Corporate partner Marni Lerner is leading the team from Simpson Thacher, a frequent KKR adviser. Antitrust partner Joseph Tringali, compensation and benefits partner Andrea Wahlquist, tax partner Nancy Mehlman, capital markets partner Joseph Kaufman and corporate senior counsel Michael Isby are also working on the deal. Associates are Jacqueline Barbera, Michael Cardella, Evan Cohen, Alina Finkelshteyn, Isaac Gruber, Brittany McCants, Jakob Rendtorff and Marcela Robledo. All are in New York.

Debevoise’s team is comprised of corporate cochair Paul Bird, finance chair David Brittenham, corporate partner Steven Slutzky, securities counsel Lee Turnier Barnum and associate Emily Zand. All are in New York.

Juliette Pryor serves as US Foods’ general counsel.

Akin Gump, Willkie, Skadden Advise SAC on Sale of Reinsurance Arm

By Brian Baxter

SAC Capital Advisors has agreed to sell its SAC Re reinsurance arm to an investor group called Hamilton Reinsurance Group that is led by former Marsh & McLennan CEO Brian Duperreault. The deal comes a month after the hedge fund’s billionaire founder, Steven Cohen, agreed to a $1.8 billion settlement on insider-trading charges.

While terms of the deal were undisclosed, The Wall Street Journal reported that Duperreault’s investor group will pay between $500 million and $1 billion for Bermuda-based SAC Re.

Akin Gump Strauss Hauer & Feld advised SAC Capital last year on a $500 million private placement that launched SAC Re, helping Cohen join fellow hedge fund magnates like Third Point’s Daniel Loeb and Greenlight Capital’s David Einhorn in the reinsurance business. The law firm is now advising SAC Capital on its sale.

Other members of the private investor group buying SAC Re include New York-based hedge fund Two Sigma Investments and private equity firms Capital Z Partners Management and Performance Equity Management.

As part of SAC Capital’s deal with federal regulators—structured as a $900 million fine, another $900 million in forfeitures and a $600 million settlement with the Securities and Exchange Commission earlier this year—the hedge fund is in the process of shutting down its advisory business and converting itself to a family office to manage the assets of Cohen and certain employees and their relatives.

SAC Re’s roughly 20 employees, including general counsel Victoria Guest, are expected to be absorbed into the renamed Hamilton Re under the ownership of Duperreault’s investor group once the deal is completed by year’s end.

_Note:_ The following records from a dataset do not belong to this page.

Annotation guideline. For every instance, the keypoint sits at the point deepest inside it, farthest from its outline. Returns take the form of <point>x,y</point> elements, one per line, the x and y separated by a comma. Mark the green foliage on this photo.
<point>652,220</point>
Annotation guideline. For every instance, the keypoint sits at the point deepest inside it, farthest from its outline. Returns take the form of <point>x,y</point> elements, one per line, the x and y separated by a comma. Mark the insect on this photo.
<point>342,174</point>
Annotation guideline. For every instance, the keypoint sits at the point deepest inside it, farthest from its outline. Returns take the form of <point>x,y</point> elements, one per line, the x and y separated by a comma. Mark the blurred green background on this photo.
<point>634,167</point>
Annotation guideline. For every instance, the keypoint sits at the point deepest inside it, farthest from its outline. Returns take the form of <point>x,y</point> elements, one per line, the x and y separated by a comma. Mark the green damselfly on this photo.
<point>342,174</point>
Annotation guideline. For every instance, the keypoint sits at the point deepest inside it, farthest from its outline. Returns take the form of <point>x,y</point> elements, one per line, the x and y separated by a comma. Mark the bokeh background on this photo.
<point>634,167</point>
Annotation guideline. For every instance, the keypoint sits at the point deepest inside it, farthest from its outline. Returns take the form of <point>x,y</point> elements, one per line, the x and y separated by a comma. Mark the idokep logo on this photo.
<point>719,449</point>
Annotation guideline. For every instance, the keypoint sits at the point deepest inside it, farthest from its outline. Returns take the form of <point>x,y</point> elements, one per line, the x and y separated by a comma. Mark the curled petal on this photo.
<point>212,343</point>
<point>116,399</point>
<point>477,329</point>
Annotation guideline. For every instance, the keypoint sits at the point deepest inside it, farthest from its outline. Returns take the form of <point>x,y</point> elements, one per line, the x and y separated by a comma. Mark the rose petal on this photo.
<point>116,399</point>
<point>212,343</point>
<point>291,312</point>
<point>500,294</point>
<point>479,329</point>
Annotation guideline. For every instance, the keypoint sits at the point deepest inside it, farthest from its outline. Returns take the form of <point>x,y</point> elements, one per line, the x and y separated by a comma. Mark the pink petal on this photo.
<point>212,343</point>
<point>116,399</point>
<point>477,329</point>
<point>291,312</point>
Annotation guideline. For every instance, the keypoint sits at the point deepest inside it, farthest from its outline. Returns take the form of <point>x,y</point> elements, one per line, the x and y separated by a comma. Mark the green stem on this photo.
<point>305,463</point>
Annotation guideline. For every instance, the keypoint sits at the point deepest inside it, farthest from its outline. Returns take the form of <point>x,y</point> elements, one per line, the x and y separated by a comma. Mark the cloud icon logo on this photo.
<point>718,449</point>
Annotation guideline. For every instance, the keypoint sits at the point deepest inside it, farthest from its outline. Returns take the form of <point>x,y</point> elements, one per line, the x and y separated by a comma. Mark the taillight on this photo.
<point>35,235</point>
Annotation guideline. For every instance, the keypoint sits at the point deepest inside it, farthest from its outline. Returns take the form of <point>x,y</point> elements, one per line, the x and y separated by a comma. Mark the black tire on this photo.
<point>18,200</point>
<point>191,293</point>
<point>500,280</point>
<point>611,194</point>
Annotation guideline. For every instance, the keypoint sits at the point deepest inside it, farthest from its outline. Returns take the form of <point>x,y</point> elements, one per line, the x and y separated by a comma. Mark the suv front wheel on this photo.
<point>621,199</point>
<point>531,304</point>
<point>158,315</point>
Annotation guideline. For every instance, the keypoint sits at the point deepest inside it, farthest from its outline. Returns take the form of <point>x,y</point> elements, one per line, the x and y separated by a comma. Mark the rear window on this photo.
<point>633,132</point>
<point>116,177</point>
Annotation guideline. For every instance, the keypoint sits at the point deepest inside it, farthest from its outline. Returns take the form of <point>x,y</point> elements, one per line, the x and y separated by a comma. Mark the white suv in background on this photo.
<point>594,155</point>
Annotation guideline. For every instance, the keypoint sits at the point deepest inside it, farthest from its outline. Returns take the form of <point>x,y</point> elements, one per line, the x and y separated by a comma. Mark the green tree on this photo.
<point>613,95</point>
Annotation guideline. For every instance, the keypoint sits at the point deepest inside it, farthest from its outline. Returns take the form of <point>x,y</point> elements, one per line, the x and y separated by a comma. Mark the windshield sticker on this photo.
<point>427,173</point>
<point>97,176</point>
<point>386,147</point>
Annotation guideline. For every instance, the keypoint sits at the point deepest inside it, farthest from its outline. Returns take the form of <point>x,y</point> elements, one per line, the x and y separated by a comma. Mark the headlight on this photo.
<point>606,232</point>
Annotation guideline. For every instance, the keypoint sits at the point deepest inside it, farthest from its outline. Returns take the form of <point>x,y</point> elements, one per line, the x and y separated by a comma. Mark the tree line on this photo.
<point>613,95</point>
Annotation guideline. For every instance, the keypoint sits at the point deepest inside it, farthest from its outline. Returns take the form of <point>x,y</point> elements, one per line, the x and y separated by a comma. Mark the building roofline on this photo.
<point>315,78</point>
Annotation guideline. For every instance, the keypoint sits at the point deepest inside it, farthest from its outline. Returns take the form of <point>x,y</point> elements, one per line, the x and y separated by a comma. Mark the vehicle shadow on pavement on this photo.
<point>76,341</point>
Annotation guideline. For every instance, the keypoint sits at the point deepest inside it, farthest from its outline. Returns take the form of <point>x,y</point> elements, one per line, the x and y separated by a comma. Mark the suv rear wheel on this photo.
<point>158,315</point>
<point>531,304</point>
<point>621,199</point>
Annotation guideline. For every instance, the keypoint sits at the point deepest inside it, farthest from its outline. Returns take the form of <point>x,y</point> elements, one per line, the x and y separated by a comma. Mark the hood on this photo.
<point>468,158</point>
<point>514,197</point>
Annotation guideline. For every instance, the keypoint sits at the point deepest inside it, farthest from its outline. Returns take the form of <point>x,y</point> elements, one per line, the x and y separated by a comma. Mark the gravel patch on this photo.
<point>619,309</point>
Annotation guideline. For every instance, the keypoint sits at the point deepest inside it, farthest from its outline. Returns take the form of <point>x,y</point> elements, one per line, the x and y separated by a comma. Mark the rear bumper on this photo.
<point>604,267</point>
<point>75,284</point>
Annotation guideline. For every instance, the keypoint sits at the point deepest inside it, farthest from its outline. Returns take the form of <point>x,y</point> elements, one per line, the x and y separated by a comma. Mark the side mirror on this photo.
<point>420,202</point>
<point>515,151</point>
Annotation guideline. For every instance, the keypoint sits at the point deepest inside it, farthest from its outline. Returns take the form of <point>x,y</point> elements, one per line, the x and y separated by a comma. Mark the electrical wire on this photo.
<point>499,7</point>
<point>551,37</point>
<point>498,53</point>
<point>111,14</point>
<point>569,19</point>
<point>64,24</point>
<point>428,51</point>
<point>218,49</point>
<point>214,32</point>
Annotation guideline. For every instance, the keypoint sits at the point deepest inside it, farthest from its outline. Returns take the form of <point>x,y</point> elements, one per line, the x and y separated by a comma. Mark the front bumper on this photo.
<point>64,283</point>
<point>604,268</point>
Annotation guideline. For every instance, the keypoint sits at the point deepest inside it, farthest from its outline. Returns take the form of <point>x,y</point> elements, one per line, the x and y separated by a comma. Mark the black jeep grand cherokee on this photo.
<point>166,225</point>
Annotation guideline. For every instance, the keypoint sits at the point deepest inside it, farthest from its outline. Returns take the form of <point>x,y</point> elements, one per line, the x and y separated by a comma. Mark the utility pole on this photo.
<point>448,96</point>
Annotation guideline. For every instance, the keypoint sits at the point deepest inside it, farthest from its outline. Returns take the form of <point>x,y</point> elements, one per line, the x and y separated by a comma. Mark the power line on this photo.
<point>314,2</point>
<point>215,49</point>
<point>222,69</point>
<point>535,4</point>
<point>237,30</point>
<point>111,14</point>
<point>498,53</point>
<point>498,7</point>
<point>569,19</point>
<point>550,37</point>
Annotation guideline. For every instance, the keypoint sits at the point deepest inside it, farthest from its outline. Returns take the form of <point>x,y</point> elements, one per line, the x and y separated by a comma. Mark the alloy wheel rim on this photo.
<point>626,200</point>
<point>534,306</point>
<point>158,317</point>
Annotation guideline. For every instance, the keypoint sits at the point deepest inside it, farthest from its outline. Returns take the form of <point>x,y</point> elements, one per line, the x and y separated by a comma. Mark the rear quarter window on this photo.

Willkie Farr & Gallagher, which has been advising Cohen and SAC Capital in their dealings with regulators, is counseling the hedge fund on its sale of SAC Re through corporate partner Robert Stebbins. The team also includes tax partner James Brown, IP partner Eugene Chang, employee benefits partner Jordan Messinger and associates Rajab Abbassi and Andrew Endicott. All are in New York.

Akin Gump corporate partner Jeffrey Kochian is leading an all-New York team advising SAC Re that includes tax co-head Stuart Leblang, employee benefits senior counsel Austin Lilling, counsel Nyron Persaud and associates Timothy Clark, Alyssa Dossick, Brett Fieldston, Erika Leon and Kate Powers.

Hamilton Reinsurance Group is being advised by Skadden, Arps, Slate, Meagher & Flom. M&A partners Todd Freed and Christopher Ulery and corporate finance partner Dwight Yoo are leading a team from the firm working on the deal. Ulery is in Washington, while Freed and Yoo are in New York.

Craig Fisher serves as general counsel and chief compliance officer for New York-based Capital Z, while Two Sigma’s general counsel is Matthew Siano.

The in-house legal and compliance team at SAC Re’s soon-to-be former parent SAC Capital is led by chief compliance officer Steven Kessler and general counsel Peter Nussbaum.